There is a magical three-digit number that holds the key to your financial well-being. It shows how well you manage your financial life and defines your repayment reliability to lenders. That’s your credit score. Like most things in life, the credit score, too, needs to be earned. The better your score, the better your financial habits and the more likely you are to get more credit. If you are starting on a credit journey, then read on to know what you can do to build an enviable credit score in 12 months.
The first 12 months
Those first 12 months after taking your first credit are the most crucial ones. Bureaus track the new borrowers very closely because they have no other data to fall back on. Therefore, your early repayment behaviour weighs heavily on your credit score. For instance, one late EMI on a starter loan can drop your initial score by 100+ points, while consistent on-time payments for six months can move you from “No Score” to 700+.
Start with the right product
Begin small and safe instead of starting with a big loan. As a new borrower, you may not qualify for a large personal loan or high-limit card. It is wiser to start with small repayments you can handle consistently before moving to larger ones.
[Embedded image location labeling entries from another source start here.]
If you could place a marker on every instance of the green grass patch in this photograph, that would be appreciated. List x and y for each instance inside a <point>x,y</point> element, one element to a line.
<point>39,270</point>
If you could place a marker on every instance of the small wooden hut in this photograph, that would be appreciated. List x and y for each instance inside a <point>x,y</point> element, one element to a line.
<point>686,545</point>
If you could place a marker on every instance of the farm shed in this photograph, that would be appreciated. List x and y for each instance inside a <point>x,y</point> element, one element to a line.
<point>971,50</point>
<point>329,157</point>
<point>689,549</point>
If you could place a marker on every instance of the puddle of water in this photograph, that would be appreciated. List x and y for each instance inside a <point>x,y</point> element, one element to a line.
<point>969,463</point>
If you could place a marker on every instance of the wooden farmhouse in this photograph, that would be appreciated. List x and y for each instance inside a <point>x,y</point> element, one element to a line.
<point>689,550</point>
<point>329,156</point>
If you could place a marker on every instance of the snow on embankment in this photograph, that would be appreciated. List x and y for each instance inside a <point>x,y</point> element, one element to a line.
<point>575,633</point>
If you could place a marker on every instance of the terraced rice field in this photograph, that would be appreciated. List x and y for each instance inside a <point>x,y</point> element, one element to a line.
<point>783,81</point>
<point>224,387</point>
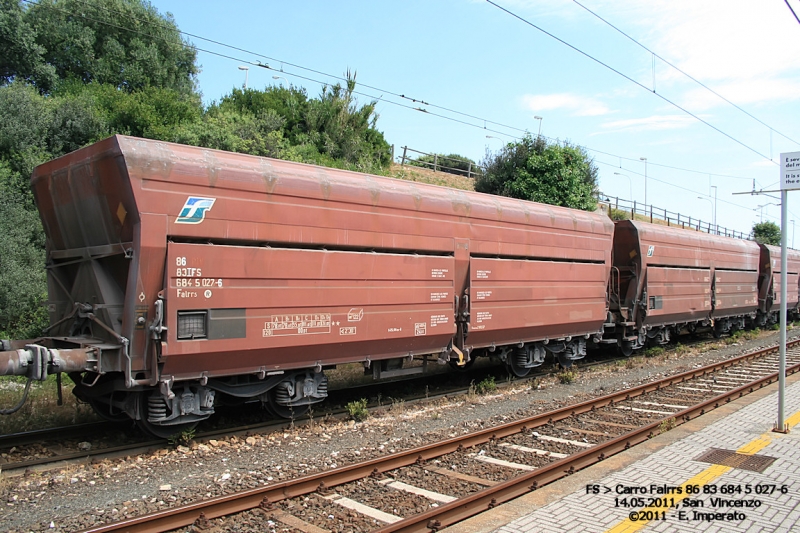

Start with beginner-friendly products, such as a secured credit card backed by a fixed deposit. Use it regularly for essentials like groceries or bills, and clear dues in full. If you use it responsibly, then within a year, you can create a strong repayment track record and lift your score into the 720–750 range. Starting with a secured credit card can also help you upgrade your card over time, so you have the right product for your needs as your credit age grows.
Credit utilisation
Your credit utilisation is the ratio of the credit you use to the total credit available to you. If your secured credit card has a limit of ₹50,000, try restricting your spends to ₹15,000, or 30 per cent of your credit limit. It is fine to occasionally use 80–100 per cent of the limit, but as a practice keep it under 30 per cent. Consistently high utilisation signals poor planning and risk and can affect your credit score.
Power of timely payments
All credit bureaus have their own algorithm and assign different weightage to different factors. But no matter the credit bureau, your repayment history is the single most important factor in your credit score. On-time payments account for an over third of your score.
A single late payment, regardless of the amount, can drag your score down by 100 points or more and keep it there for months. Typically, it may take as much as three to four quarters to recover from one delayed payment. For new borrowers, the impact may be even sharper due to the absence of a long track record to balance mistakes. So make sure you pay every bill on or before the due date. Consistency is the fastest way to establish trust and a strong score quickly.
Mix matters, but go slow!
Lenders like to see how you handle different types of credit. Having a healthy mix of revolving credit (like credit cards) and instalment loans (like personal or consumer durable loans) and secured loans (like auto or home loans) strengthens your profile.
However, take your time to build your portfolio. Each application results in a “hard enquiry”. If you apply for multiple loans in quick succession, it will result in several back-to-back “hard enquiries”, creating a perception of you being credit hungry and drag your score down. Instead, add products gradually. Start with a secured card before moving on to a small EMI loan after six months and maybe a vehicle loan down the year. This builds credibility without appearing risky.
Monitor your score
Check your credit report for errors every quarter. Make sure all your ongoing and closed loans reflect accurately. Verify repayment dates, personal details and that no unauthorised accounts are listed. A loan wrongly shown as unpaid or an old account still marked active can hurt your score.
For new borrowers with thin history such mistakes can be especially damaging. So, check your report every quarter and raise a dispute immediately when you spot an error.
Conclusion
There are no shortcuts to building a good credit history and score. It is about steady, disciplined behaviour. Use credit lightly, pay on time, track your reports and don’t overapply. In 12 months, you can move from having no score to a healthy 730+, setting yourself up for easier loan approvals, lower interest rates and greater financial freedom.